За четыре дня мобилизации он потерял три четверти своего врачебного персонала. Всех отправили на фронт. «Выше знамя!» — сказали они и ушли. Ушло три четверти всех врачей, не говоря уж о прочих медицинских работниках, число же больных даже превышает норму. И это — лишь начало…
Ограничившись одной затяжкой, старший врач сунул сигарету в пепельницу. Машинально направился к умывальнику и снова начал с заученной тщательностью — он тысячу раз наблюдал ее у себя и у других — мыть руки и тереть их щеточкой. Он не сознавал, что делает. Разве что над ним пошутит кто-нибудь из коллег или хирургическая сестра скажет: «Опять вы моете руки, господин профессор! Вы мыли их ровно две минуты назад!»
— Но сейчас не было никого, кто бы ему напомнил. Тщательно начищает он щеткой ногти…
«Выше знамя!» — сказали они и ушли. Но как держать его высоко едва ли с четвертью нормального состава врачей? Как бы совсем не выпустить его из рук — ведь приходится на многое закрывать глаза, мириться с ужасающей халатностью…
Это будет нам стоить немало человеческих жизней, думает он устало, а ведь сколько он ни работает врачом и сколько ни перевидал пациентов, никогда он не теряет ощущения, что перед ним живые люди, а не случаи из медицинской практики: матери, чьи дети дома плачут; отцы, от чьего здоровья зависит счастье и благосостояние целой маленькой общины.
Это будет нам стоить немало человеческих жизней, думает он, но в ближайшее время человеческая жизнь и вообще-то будет цениться дешево, как самый бросовый товар.

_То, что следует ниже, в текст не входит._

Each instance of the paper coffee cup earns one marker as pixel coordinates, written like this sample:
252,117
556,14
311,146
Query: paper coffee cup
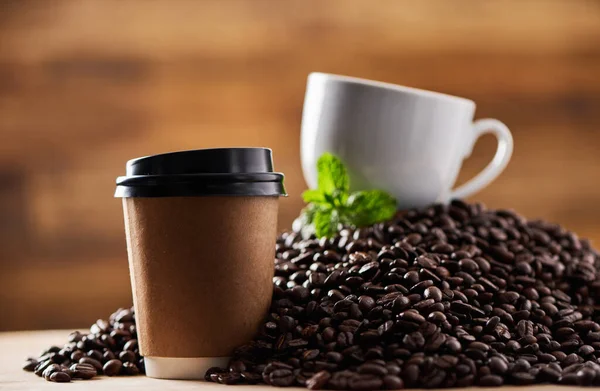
201,228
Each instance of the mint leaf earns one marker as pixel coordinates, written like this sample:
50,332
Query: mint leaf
313,195
368,207
332,174
331,205
326,222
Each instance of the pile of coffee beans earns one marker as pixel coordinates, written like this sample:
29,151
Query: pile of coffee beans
448,296
110,348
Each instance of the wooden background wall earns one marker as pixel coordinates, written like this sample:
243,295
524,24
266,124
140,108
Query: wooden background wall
87,84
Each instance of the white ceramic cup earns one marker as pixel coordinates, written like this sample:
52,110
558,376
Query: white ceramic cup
406,141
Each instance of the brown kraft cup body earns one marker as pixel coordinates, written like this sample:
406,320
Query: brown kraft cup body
201,271
200,228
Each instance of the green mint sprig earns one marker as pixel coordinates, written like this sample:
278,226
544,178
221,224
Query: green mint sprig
332,204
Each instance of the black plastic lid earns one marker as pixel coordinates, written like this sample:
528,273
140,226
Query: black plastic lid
202,172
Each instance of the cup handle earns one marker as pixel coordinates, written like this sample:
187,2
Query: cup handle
498,163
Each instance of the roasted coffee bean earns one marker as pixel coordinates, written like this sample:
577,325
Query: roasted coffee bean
59,377
83,371
130,369
127,356
30,364
93,362
446,296
112,367
318,380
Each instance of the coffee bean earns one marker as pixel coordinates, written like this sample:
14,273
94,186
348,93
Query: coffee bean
60,377
130,369
445,296
50,369
126,356
318,380
83,371
30,364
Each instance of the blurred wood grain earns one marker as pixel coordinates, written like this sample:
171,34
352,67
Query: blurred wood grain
86,85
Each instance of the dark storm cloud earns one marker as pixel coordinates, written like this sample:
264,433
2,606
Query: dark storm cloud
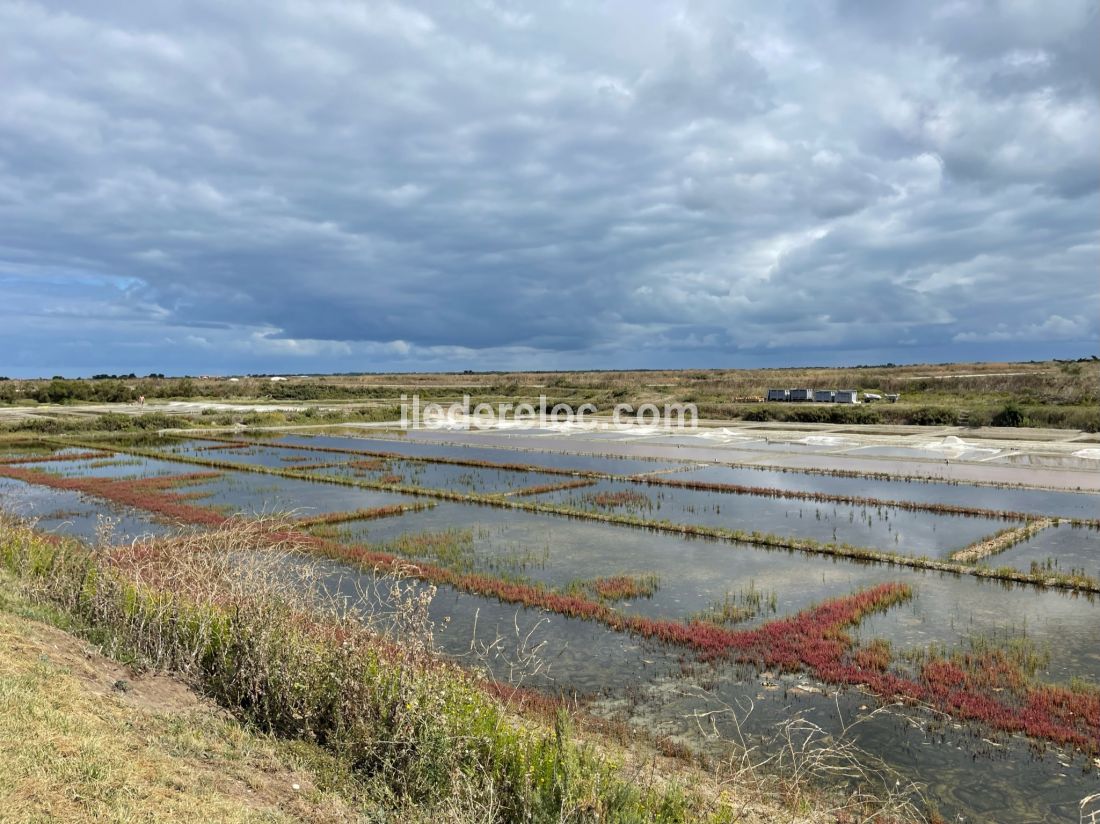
352,185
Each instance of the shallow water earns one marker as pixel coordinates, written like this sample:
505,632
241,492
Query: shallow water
1063,548
641,680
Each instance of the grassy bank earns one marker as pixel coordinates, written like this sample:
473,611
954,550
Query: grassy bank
415,735
83,739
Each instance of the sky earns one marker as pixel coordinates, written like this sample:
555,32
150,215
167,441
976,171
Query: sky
299,186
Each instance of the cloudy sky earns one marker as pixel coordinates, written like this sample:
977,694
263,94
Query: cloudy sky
341,185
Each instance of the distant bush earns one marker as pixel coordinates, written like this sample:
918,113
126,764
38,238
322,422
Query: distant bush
933,416
1010,416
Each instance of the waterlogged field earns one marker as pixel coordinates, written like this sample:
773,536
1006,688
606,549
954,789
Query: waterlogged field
954,623
880,527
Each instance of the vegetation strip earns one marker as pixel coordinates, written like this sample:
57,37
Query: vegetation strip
1001,541
150,494
1037,578
377,512
91,456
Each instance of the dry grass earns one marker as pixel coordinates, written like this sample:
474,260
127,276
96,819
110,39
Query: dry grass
75,749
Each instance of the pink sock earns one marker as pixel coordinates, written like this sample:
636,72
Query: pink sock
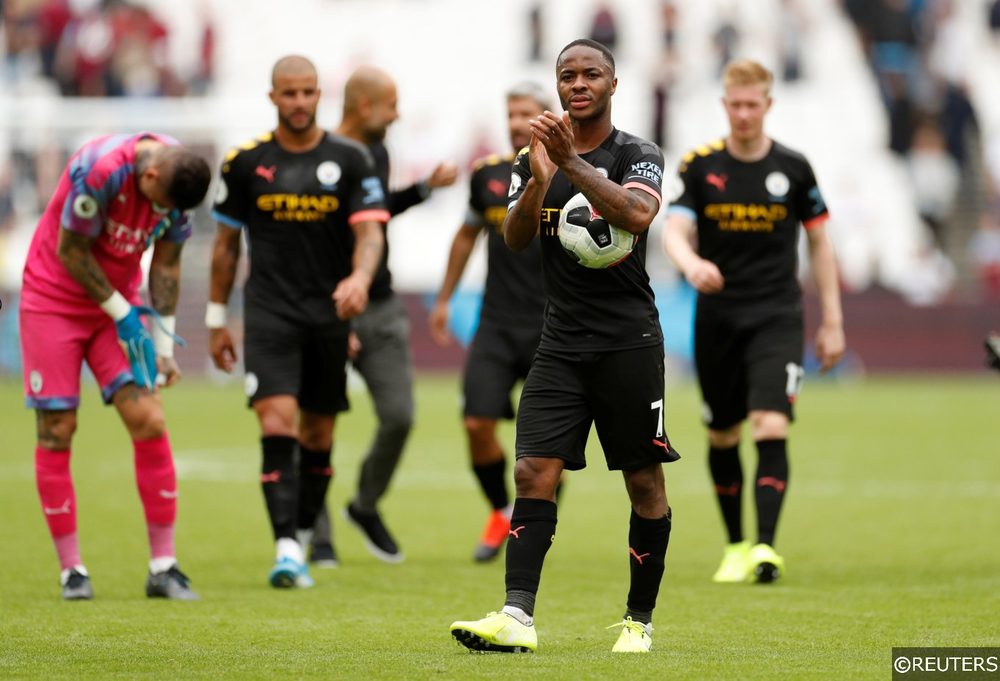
154,474
55,489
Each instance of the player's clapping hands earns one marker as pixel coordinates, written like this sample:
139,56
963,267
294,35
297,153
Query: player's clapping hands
556,135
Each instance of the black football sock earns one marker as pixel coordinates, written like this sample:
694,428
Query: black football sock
772,479
280,483
532,530
315,474
647,548
493,481
727,475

И умирать будут не только больные, истощенные, престарелые — нет, преимущественно молодые и здоровые. Силы народа будут систематически идти на убыль — и это нам предстоит на много дней, недель, а может быть, и месяцев… А я сокрушаюсь при мысли, как бы мне какой-нибудь гнойный аппендицит не пришлось оперировать с получасовым опозданием!
Он оглядывается и напрягает слух. Он уже снова стоит у умывальника и моет руки. Сигарета тлеет в пепельнице, но не это вывело его из задумчивости. Медленно доходит до его сознания, что он, кажется, слышал стук, и, когда он говорит «войдите», дверь и в самом деле отворяется, и входит со смущенным видом сестра.
— Что случилось, сестра? — спрашивает он рассеянно, вытирая руки о полотенце. — Я сейчас начну вторичный обход. Или новое поступление?
Сестра смотрит на него и качает головой. Странный у нее взгляд — застенчивый и вместе с тем упрямый. И еще не устоявшееся лицо: молодое, но угловатое. Должно быть, жизнь ее не баловала.
— Я к вам по личному делу, господин профессор, — говорит сестра, понизив голос.
— С этим обращайтесь к старшей сестре. Как вам известно, вы подчинены старшей сестре.